BPOM Terapkan Digitalisasi Percepat Pemberian Izin Obat dan Makanan

Kepala BPOM, Penny Lukito menyatakan, digitalisasi layanan memicu percepatan pemberian izin dengan rasio mencapai hampir dua kali lipat dibanding saat sistem serba manual.

oleh Liputan6.com diperbarui 28 Nov 2019, 11:02 WIB
Kepala BPOM Penny Lukito menerangkan soal penarikan ranitidin di Indonesia. (Foto: Humas BPOM)

Liputan6.com, Jakarta - Kepala Badan Pengawas Obat dan Makanan (BPOM), Penny Lukito mengatakan, sejumlah inovasi dilakukan BPOM untuk mempercepat proses perizinan obat dan makanan salah satunya melalui registrasi elektronik atau "e-registration".

"Digitalisasi terus kami kembangkan dan sudah dirasakan," kata Penny dalam kunjungan kerjanya di Surabaya, Rabu, 27 November 2019 seperti dikutip dari Antara.

Dia mengatakan, digitalisasi layanan memicu percepatan pemberian izin dengan rasio mencapai hampir dua kali lipat dibanding saat sistem serba manual.

Penny menuturkan, digitalisasi itu seiring dengan proses penyederhanaan proses izin baik untuk obat, obat tradisional dan pangan.

"Saat ini sudah banyak percepatan dengan menurunnya pencapaian janji kinerja atau garis waktu untuk memberikan izin. Sekarang sudah cepat sekali.

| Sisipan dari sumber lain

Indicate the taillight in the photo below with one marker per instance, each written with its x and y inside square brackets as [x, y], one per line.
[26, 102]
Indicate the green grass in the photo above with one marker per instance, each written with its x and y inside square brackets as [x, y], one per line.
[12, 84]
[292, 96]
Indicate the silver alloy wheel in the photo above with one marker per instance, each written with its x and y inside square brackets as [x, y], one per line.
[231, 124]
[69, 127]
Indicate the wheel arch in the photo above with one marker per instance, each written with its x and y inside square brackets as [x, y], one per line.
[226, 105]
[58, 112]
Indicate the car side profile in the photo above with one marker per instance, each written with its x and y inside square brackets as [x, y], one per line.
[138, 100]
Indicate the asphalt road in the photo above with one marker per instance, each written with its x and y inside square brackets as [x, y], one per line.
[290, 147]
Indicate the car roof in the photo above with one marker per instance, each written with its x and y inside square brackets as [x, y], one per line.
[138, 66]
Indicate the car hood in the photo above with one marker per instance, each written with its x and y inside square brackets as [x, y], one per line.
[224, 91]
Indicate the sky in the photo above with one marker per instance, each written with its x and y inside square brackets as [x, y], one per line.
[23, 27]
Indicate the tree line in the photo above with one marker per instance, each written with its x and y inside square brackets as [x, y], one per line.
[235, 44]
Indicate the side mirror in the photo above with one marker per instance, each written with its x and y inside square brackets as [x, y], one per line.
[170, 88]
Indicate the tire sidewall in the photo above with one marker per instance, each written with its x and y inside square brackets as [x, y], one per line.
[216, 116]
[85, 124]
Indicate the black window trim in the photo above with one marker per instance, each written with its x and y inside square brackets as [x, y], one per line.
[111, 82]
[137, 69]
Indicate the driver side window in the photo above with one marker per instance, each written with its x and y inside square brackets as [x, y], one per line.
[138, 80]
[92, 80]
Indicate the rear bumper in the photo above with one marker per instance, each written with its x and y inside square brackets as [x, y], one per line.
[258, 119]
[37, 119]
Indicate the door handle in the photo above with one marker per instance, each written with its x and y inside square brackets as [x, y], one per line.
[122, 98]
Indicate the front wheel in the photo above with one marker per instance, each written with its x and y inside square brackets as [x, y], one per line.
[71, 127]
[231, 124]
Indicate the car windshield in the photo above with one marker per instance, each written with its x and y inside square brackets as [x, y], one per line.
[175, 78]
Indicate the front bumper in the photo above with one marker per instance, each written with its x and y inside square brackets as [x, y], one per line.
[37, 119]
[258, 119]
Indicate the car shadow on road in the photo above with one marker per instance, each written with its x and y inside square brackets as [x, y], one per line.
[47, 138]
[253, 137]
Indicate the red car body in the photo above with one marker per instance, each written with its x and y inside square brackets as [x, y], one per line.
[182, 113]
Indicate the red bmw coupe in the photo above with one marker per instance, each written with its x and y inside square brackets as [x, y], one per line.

Tiga tahun lalu 50 persen, sekarang 90 persen bisa kita tepati janji waktu pelayanannya," kata dia.

Selain digitalisasi, Penny mengatakan, BPOM terus menempuh inovasi agar percepatan perizinan semakin baik tanpa meninggalkan kualitas dan persyaratan keamanan pangan.

Salah satunya, kata dia, dengan pendampingan pelaku usaha agar produknya dibuat sesuai standar keamanan pangan yang berkualitas.

"Kami terus melakukan berbagai hal dikaitkan dengan perizinan dan pendampingan dari 'clinical trial' dalam proses untuk mendapatkan izin edar dan produk-produk yang harus diuji dahulu. Untuk melihat aspek keamanannya, hajatnya, mutunya. Dan itu kami lakukan percepatan seperti untuk perizinan," kata dia.

Saksikan Video Pilihan di Bawah Ini


Pendampingan Industri

Kepala BPOM Penny K Lukito (dua kiri) memberikan keterangan dalam konferensi pers di Gedung BPOM Jakarta, Jumat (11/10/2019). BPOM membekukan izin edar produk obat maag dan asam lambung yang mengandung ranitidin. (Liputan6.com/Faizal Fanani)

Pendampingan untuk industri, kata dia, juga dilakukan seiring dengan proses hilirisasi riset yang dapat memicu hasil penelitian tidak hanya menjadi publikasi saja tapi menjadi produk terapan.

"Kami mencari jalan celah untuk mempercepat perizinan yang dibuktikan dalam pendampingan hilirisasi produk riset menjadi produk komersil yang mempertemukan riset dengan produsen obat atau industri obat. Sehingga bisa hasil riset itu menjadi produk yang konkrit diproduksi secara komersil," katanya.

Terobosan perizinan, kata dia, juga dilakukan dengan memotong tahapan tertentu untuk hal-hal khusus sesuai kebutuhan dengan legalisasi terbatas.

"Itu sudah dilakukan pendampingan yang dipercepat, misalnya untuk iZin edar yang masih melakukan uji klinik bisa kita potong dengan uji klinik tidak dilakukan sampai selesai, tapi mungkin berapa persen sudah bisa kita berikan izin edar, tapi 'restricted' untuk kepentingan tertentu," kata dia.